The Pasadena JUG is back from hiatus, hosted by Idealab.
Please RSVP on the new Meetup site so we can get a headcount for food and drink:
When: Monday, Oct 3, 2011 at 7pm
Location: 130 W Union St, Pasadena, CA 91103
7:00pm - 7:15pm Start to Eat & Mingle
7:15pm - 7:25pm Introductions
7:25pm - 7:30pm Identify those with open positions (no contingency recruiters)

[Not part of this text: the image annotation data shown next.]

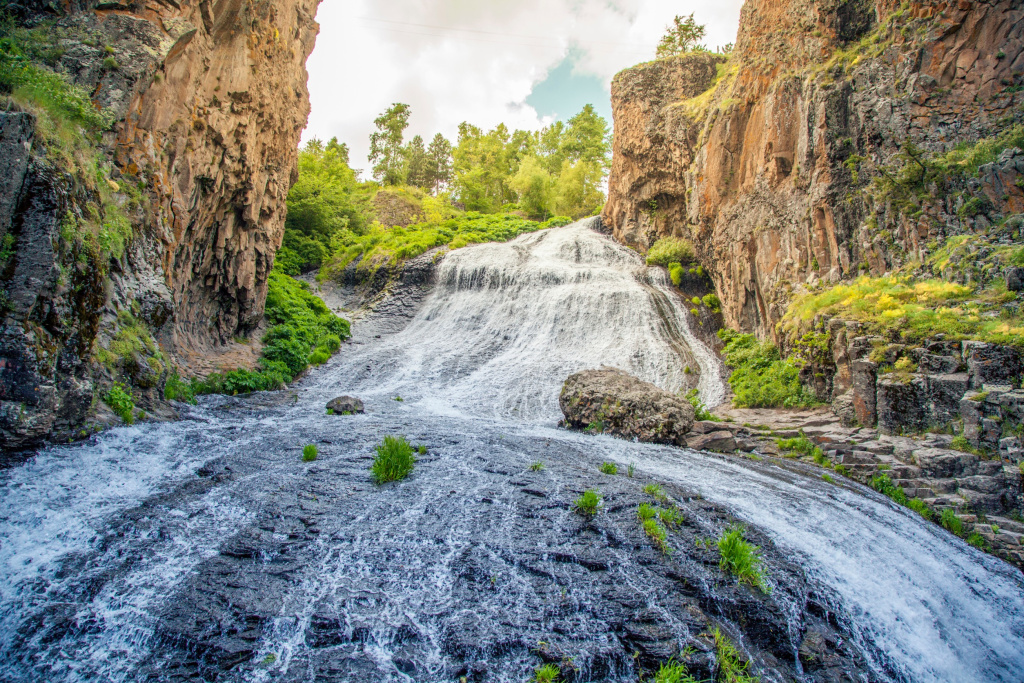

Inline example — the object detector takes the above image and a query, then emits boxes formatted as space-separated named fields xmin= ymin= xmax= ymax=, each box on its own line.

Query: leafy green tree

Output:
xmin=406 ymin=135 xmax=433 ymax=189
xmin=657 ymin=13 xmax=708 ymax=59
xmin=370 ymin=102 xmax=411 ymax=185
xmin=427 ymin=133 xmax=452 ymax=195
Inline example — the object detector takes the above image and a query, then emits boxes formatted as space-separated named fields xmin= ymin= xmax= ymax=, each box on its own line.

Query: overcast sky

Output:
xmin=303 ymin=0 xmax=742 ymax=174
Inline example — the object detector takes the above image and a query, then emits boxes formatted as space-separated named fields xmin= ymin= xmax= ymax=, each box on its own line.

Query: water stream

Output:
xmin=0 ymin=224 xmax=1024 ymax=681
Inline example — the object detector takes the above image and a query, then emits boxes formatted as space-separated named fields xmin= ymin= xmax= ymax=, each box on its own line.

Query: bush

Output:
xmin=647 ymin=238 xmax=693 ymax=267
xmin=718 ymin=525 xmax=771 ymax=593
xmin=572 ymin=489 xmax=601 ymax=515
xmin=718 ymin=330 xmax=817 ymax=408
xmin=103 ymin=382 xmax=135 ymax=425
xmin=871 ymin=473 xmax=909 ymax=505
xmin=372 ymin=436 xmax=416 ymax=484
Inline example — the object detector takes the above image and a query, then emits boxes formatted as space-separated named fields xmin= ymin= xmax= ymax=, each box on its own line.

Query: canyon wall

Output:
xmin=603 ymin=0 xmax=1024 ymax=339
xmin=0 ymin=0 xmax=319 ymax=449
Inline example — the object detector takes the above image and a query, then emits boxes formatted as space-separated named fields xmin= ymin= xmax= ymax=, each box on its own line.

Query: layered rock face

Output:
xmin=603 ymin=0 xmax=1024 ymax=337
xmin=0 ymin=0 xmax=319 ymax=447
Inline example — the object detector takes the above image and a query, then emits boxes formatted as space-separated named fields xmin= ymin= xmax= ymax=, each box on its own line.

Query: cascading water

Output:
xmin=0 ymin=224 xmax=1024 ymax=681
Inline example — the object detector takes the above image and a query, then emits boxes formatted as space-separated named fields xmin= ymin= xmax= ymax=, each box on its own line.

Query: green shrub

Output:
xmin=906 ymin=498 xmax=935 ymax=521
xmin=372 ymin=436 xmax=416 ymax=484
xmin=647 ymin=238 xmax=693 ymax=267
xmin=939 ymin=508 xmax=964 ymax=536
xmin=572 ymin=489 xmax=601 ymax=515
xmin=103 ymin=382 xmax=135 ymax=425
xmin=653 ymin=659 xmax=697 ymax=683
xmin=534 ymin=664 xmax=562 ymax=683
xmin=718 ymin=329 xmax=817 ymax=408
xmin=717 ymin=524 xmax=771 ymax=593
xmin=643 ymin=519 xmax=672 ymax=555
xmin=871 ymin=473 xmax=909 ymax=505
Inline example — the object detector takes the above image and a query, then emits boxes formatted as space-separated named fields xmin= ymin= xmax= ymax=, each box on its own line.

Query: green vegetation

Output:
xmin=717 ymin=524 xmax=771 ymax=593
xmin=534 ymin=664 xmax=562 ymax=683
xmin=371 ymin=436 xmax=416 ymax=484
xmin=939 ymin=508 xmax=964 ymax=536
xmin=103 ymin=382 xmax=135 ymax=425
xmin=642 ymin=519 xmax=672 ymax=555
xmin=686 ymin=389 xmax=715 ymax=422
xmin=783 ymin=275 xmax=1024 ymax=344
xmin=718 ymin=329 xmax=817 ymax=408
xmin=871 ymin=473 xmax=909 ymax=505
xmin=712 ymin=627 xmax=761 ymax=683
xmin=647 ymin=238 xmax=694 ymax=266
xmin=653 ymin=659 xmax=697 ymax=683
xmin=572 ymin=489 xmax=601 ymax=515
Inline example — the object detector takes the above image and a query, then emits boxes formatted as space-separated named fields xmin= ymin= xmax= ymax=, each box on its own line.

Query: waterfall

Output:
xmin=0 ymin=223 xmax=1024 ymax=683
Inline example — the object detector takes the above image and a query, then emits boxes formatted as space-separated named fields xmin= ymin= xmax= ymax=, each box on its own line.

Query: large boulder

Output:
xmin=558 ymin=368 xmax=693 ymax=445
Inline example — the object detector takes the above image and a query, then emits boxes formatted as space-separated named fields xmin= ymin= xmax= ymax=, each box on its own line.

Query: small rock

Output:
xmin=327 ymin=396 xmax=367 ymax=415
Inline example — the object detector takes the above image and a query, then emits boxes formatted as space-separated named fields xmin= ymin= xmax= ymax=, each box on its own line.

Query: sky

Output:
xmin=303 ymin=0 xmax=742 ymax=175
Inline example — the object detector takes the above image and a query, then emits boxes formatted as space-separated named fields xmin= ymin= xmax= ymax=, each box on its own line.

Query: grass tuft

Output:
xmin=572 ymin=489 xmax=601 ymax=515
xmin=372 ymin=436 xmax=416 ymax=484
xmin=717 ymin=524 xmax=771 ymax=593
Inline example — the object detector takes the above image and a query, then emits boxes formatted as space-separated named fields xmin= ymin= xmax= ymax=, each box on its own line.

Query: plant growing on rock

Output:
xmin=103 ymin=382 xmax=135 ymax=425
xmin=717 ymin=524 xmax=771 ymax=593
xmin=572 ymin=488 xmax=601 ymax=516
xmin=371 ymin=436 xmax=416 ymax=484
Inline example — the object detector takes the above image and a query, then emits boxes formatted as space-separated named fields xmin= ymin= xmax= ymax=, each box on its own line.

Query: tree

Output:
xmin=427 ymin=133 xmax=452 ymax=195
xmin=370 ymin=102 xmax=413 ymax=185
xmin=657 ymin=13 xmax=708 ymax=59
xmin=406 ymin=135 xmax=433 ymax=189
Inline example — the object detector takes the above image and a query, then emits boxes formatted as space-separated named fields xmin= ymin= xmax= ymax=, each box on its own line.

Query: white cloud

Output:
xmin=304 ymin=0 xmax=742 ymax=175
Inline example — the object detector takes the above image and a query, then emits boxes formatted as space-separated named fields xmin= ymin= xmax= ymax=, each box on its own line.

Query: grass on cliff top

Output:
xmin=323 ymin=212 xmax=571 ymax=276
xmin=718 ymin=329 xmax=817 ymax=408
xmin=783 ymin=275 xmax=1024 ymax=345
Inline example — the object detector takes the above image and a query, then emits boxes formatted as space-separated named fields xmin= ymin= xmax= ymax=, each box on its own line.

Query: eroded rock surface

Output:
xmin=558 ymin=368 xmax=693 ymax=445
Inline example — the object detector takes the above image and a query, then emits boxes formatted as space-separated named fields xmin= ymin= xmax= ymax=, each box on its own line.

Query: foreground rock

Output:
xmin=327 ymin=396 xmax=367 ymax=415
xmin=558 ymin=368 xmax=693 ymax=445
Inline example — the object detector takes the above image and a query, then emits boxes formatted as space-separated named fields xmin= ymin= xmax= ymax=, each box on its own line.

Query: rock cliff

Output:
xmin=0 ymin=0 xmax=319 ymax=449
xmin=603 ymin=0 xmax=1024 ymax=337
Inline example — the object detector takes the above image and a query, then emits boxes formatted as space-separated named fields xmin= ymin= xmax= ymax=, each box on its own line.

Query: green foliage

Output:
xmin=653 ymin=659 xmax=697 ymax=683
xmin=164 ymin=372 xmax=196 ymax=405
xmin=906 ymin=498 xmax=935 ymax=521
xmin=717 ymin=524 xmax=771 ymax=593
xmin=718 ymin=329 xmax=817 ymax=408
xmin=656 ymin=14 xmax=708 ymax=59
xmin=939 ymin=508 xmax=964 ymax=536
xmin=871 ymin=473 xmax=909 ymax=505
xmin=712 ymin=627 xmax=761 ymax=683
xmin=686 ymin=389 xmax=715 ymax=422
xmin=642 ymin=519 xmax=672 ymax=555
xmin=534 ymin=664 xmax=562 ymax=683
xmin=371 ymin=436 xmax=416 ymax=484
xmin=647 ymin=238 xmax=694 ymax=266
xmin=572 ymin=489 xmax=601 ymax=515
xmin=103 ymin=382 xmax=135 ymax=425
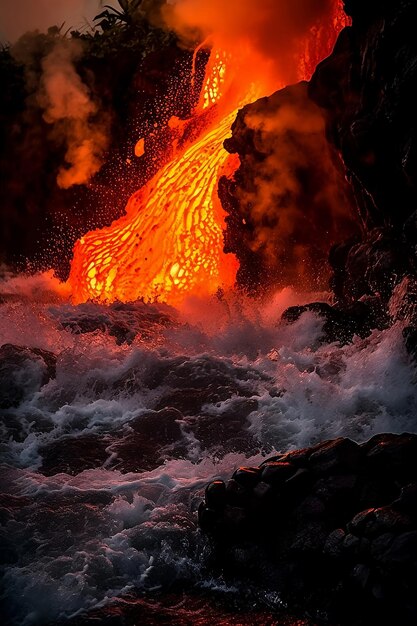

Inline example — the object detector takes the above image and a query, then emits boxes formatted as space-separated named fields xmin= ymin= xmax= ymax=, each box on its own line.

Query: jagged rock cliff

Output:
xmin=220 ymin=0 xmax=417 ymax=320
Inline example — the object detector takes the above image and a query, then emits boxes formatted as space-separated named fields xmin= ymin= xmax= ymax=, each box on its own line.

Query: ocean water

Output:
xmin=0 ymin=273 xmax=417 ymax=626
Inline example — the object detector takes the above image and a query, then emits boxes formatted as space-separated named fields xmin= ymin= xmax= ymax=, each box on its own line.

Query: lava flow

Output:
xmin=69 ymin=3 xmax=346 ymax=306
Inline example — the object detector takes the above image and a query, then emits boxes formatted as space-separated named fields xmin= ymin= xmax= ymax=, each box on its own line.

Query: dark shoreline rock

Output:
xmin=198 ymin=433 xmax=417 ymax=625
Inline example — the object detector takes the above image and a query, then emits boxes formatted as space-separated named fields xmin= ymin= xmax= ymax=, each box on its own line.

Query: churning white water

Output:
xmin=0 ymin=275 xmax=417 ymax=626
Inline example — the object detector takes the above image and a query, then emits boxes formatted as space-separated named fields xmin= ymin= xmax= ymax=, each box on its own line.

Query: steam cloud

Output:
xmin=239 ymin=84 xmax=352 ymax=283
xmin=162 ymin=0 xmax=340 ymax=84
xmin=0 ymin=0 xmax=101 ymax=42
xmin=13 ymin=33 xmax=109 ymax=189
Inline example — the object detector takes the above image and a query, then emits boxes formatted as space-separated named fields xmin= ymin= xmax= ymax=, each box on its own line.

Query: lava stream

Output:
xmin=68 ymin=2 xmax=346 ymax=306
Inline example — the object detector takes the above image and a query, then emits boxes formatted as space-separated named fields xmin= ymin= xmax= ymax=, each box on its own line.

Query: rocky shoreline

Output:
xmin=198 ymin=434 xmax=417 ymax=625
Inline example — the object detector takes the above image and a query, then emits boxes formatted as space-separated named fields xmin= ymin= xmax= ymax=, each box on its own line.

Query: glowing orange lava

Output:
xmin=69 ymin=4 xmax=348 ymax=306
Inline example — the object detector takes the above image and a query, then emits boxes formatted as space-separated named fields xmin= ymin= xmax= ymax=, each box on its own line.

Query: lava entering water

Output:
xmin=69 ymin=3 xmax=346 ymax=305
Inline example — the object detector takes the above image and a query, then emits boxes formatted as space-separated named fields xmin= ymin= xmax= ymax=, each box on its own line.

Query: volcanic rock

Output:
xmin=308 ymin=0 xmax=417 ymax=302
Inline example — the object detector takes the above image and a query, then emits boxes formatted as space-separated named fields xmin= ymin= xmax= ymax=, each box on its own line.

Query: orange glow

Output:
xmin=135 ymin=137 xmax=145 ymax=157
xmin=69 ymin=3 xmax=344 ymax=306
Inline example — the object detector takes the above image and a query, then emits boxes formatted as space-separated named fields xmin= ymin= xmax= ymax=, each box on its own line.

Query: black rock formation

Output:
xmin=309 ymin=0 xmax=417 ymax=302
xmin=199 ymin=434 xmax=417 ymax=625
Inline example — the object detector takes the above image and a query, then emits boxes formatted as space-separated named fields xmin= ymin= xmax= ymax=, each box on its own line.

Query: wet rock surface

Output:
xmin=281 ymin=298 xmax=388 ymax=344
xmin=198 ymin=434 xmax=417 ymax=624
xmin=219 ymin=83 xmax=359 ymax=293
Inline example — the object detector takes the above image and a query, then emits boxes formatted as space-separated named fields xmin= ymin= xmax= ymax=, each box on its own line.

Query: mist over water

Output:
xmin=0 ymin=274 xmax=417 ymax=626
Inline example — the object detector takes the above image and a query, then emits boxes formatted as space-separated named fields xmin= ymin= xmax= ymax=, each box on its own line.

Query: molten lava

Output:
xmin=69 ymin=3 xmax=345 ymax=305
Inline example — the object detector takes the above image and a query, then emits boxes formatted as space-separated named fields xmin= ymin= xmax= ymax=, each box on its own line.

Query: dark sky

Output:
xmin=0 ymin=0 xmax=117 ymax=43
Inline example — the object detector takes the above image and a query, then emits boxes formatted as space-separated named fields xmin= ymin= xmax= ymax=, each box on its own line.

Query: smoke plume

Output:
xmin=162 ymin=0 xmax=340 ymax=84
xmin=13 ymin=33 xmax=109 ymax=189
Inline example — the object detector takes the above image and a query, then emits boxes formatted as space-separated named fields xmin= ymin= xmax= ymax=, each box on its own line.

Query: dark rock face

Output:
xmin=199 ymin=434 xmax=417 ymax=624
xmin=282 ymin=298 xmax=388 ymax=344
xmin=219 ymin=83 xmax=359 ymax=293
xmin=309 ymin=0 xmax=417 ymax=302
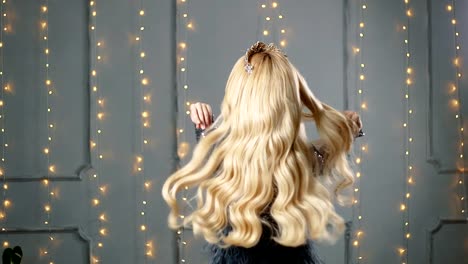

7:35pm - 7:37pm Speaker & Talk Introduction
7:37pm+ The Talk!
Here is a synopsis of the talk that George Chang will be giving:
The Lunar Mapping and Modeling Project (LMMP) is tasked to aggregate lunar data, from the Apollo era to the latest instruments on the LRO spacecraft, into a central repository accessible by scientists and the general public. A critical function of this task is to provide users with the best solution for browsing the vast amounts of imagery available. The image files LMMP manages range from a few gigabytes to hundreds of gigabytes in size with new data arriving every day. Despite this ever-increasing amount of data, LMMP must make the data readily available in a timely manner for users to view and analyze. This is accomplished by tiling large images into smaller images using Hadoop, a distributed computing software platform implementation of the MapReduce framework, running on a small cluster of machines locally. Additionally, the software is implemented to use Amazon's Elastic Compute Cloud (EC2) facility. We also developed a hybrid solution to serve images to users by leveraging cloud storage using Amazon's Simple Storage Service (S3) for public data while keeping private information on our own data servers. By using Cloud Computing, we improve upon our local solution by reducing the need to manage our own hardware and computing infrastructure, thereby reducing costs. Further, by using a hybrid of local and cloud storage, we are able to provide data to our users more efficiently and securely. This talk examines the use of a distributed approach with Hadoop to tile images, an approach that provides significant improvements in image processing time, from hours to minutes. This talk describes the constraints imposed on the solution and the resulting techniques developed for the hybrid solution of a customized Hadoop infrastructure over local and cloud resources in managing this ever-growing data set. It examines the performance trade-offs of using the more plentiful resources of the cloud, such as those provided by S3, against the bandwidth limitations such use encounters with remote resources. We will outline some of the technologies employed, the reasons for their selection, the resulting performance metrics and the direction the project is headed based upon the demonstrated capabilities thus far.